I’ve been reading James Clear for over a decade, before Atomic Habits was published in 2018 and before the first 3-2-1 Newsletter which has over three million subscribers. Each Thursday, it offers 3 short ideas from James, 2 quotes from others, and 1 question for the reader.

Atomic Habits has been on the New York Times bestseller list for over 300 weeks! A few gems from his interview on the Mel Robbins podcast stood out:

Reduce the scope, stick to the schedule.

This has become a quiet mantra in my newfound meditation practice. I couldn’t “fit” a 30min morning meditation (that’s another issue), but even just one minute is always possible and I can grow from there. Just do your best not to miss a session.

Goals are for people who care about winning once. Systems are for people who care about winning repeatedly.

He uses Olympic runners as an example. They all share the same goal, winning gold. What separates them is not the goal, but the systems behind their training. As he often says, you do not rise to the level of your goals, you fall to the level of your systems.

Even if you’ve tried changing habits, or even read his book, the full conversation is worth listening to if you’re serious about improving this one wild and precious life.

Reflections

What stayed with me most in my China trip wasn’t the landmarks, but the way people moved about their days. Through my Zenthai Shiatsu studies I’ve only had a glimpse into Traditional Chinese Medicine, yet while traveling it kept showing up quietly as lived culture rather than theory.

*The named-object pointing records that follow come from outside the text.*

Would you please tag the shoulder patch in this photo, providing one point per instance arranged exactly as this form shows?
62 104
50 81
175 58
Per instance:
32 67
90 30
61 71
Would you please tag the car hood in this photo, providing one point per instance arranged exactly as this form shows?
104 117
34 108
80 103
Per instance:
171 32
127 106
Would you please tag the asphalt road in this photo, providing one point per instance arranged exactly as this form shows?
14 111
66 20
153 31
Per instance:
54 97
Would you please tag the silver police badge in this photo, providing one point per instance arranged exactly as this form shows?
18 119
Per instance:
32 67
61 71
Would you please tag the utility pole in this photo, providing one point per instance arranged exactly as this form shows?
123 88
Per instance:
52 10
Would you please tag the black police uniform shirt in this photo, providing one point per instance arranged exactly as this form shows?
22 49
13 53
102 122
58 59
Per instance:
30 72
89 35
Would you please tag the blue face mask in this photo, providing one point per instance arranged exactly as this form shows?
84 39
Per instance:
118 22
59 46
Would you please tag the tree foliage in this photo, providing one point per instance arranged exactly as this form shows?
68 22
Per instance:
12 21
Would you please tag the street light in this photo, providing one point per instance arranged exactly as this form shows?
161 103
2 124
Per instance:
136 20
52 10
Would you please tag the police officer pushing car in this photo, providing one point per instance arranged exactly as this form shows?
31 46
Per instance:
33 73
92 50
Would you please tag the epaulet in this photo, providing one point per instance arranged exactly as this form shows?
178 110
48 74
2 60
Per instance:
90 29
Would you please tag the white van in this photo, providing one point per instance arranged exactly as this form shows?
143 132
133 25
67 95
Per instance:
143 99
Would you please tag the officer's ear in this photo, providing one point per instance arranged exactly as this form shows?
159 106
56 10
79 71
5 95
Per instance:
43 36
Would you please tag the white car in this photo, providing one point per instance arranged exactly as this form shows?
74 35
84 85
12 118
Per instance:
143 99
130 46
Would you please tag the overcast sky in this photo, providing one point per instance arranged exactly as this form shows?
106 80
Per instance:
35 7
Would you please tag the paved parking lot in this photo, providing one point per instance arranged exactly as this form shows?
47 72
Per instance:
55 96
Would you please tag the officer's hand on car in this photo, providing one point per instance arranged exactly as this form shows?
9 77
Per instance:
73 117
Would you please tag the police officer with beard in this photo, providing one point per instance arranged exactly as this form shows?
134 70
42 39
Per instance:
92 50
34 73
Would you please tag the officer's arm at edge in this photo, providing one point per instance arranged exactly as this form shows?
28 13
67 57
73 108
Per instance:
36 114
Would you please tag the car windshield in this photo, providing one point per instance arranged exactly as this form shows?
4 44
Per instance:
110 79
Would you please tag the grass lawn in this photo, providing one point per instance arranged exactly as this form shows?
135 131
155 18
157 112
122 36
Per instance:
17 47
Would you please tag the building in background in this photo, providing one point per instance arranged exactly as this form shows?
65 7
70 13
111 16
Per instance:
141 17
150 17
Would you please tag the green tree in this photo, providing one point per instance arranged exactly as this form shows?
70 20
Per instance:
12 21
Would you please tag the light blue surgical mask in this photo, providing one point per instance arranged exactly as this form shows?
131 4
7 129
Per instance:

In Chengdu especially, I noticed a pervasive sense of equanimity that felt embodied. Early mornings in parks were filled with tea, mahjong, tai chi and laughter. Buddhism and Taoism seemed less as belief systems and more like a lived rhythm in daily life.

We traveled east to west over three weeks, from Chengdu to Xi’an, Qingdao, and Hangzhou. I fulfilled a dream to visit a tea farm, three in fact, and the nicest museum of the trip, the National Tea Museum in West Lake, home of Dragonwell (Longjing) Tea.

Tea farms in Laoshan, a lesser known tea region rarely seen outside China

Outside of major sites, there were surprisingly few foreign travelers. Cashless payments were the norm, EVs were common, and passports were required for nearly all travel.

I came with the intention of spending quality time with my mom and her partner for her 75th birthday, and catching a glimpse of daily life beyond Western media’s biases, as much as an outsider can in a short time. Her Mandarin made navigation easier, while also revealing how complex the intertwining of language and history is across land and time.

A small note of context: my mom is ethnically Chinese but was born and raised in Hong Kong, which returned to China in 1997 after 155 years of British rule. It’s a complex topic, and one I’ll leave for now.

My Offerings

I now have a proper booking calendar! Book 60, 75 or 90 minute Zenthai massages with me in Courtenay using this link: https://book.victorlai.ca/massage

If those times don’t work, reply or send me a message and we can find something that fits. Here’s a new shoulder gesture I’ve been integrating lately (links to IG).

I’m still offering a special rate for a limited time as I integrate new material from my 9-month Therapist program.

Nerdy tech note for the curious: I’ve used Calendly and TidyCal, but landed on NeetoCal, which surpasses them all for my needs.

Last Touch

May these practices ripple into your life. If something here resonated, I’d love to hear from you.

What are you practicing lately, or what habit are you tending, even in a small way?

A few ways to connect:

Until next touch, 
Victor

Confucius, Laozi were contemporaries!

Na a na wa roka paya ti vinas santi.

May all illness and suffering be cleared. May the body, heart, and mind be free from harm. May health, happiness and peace be restored.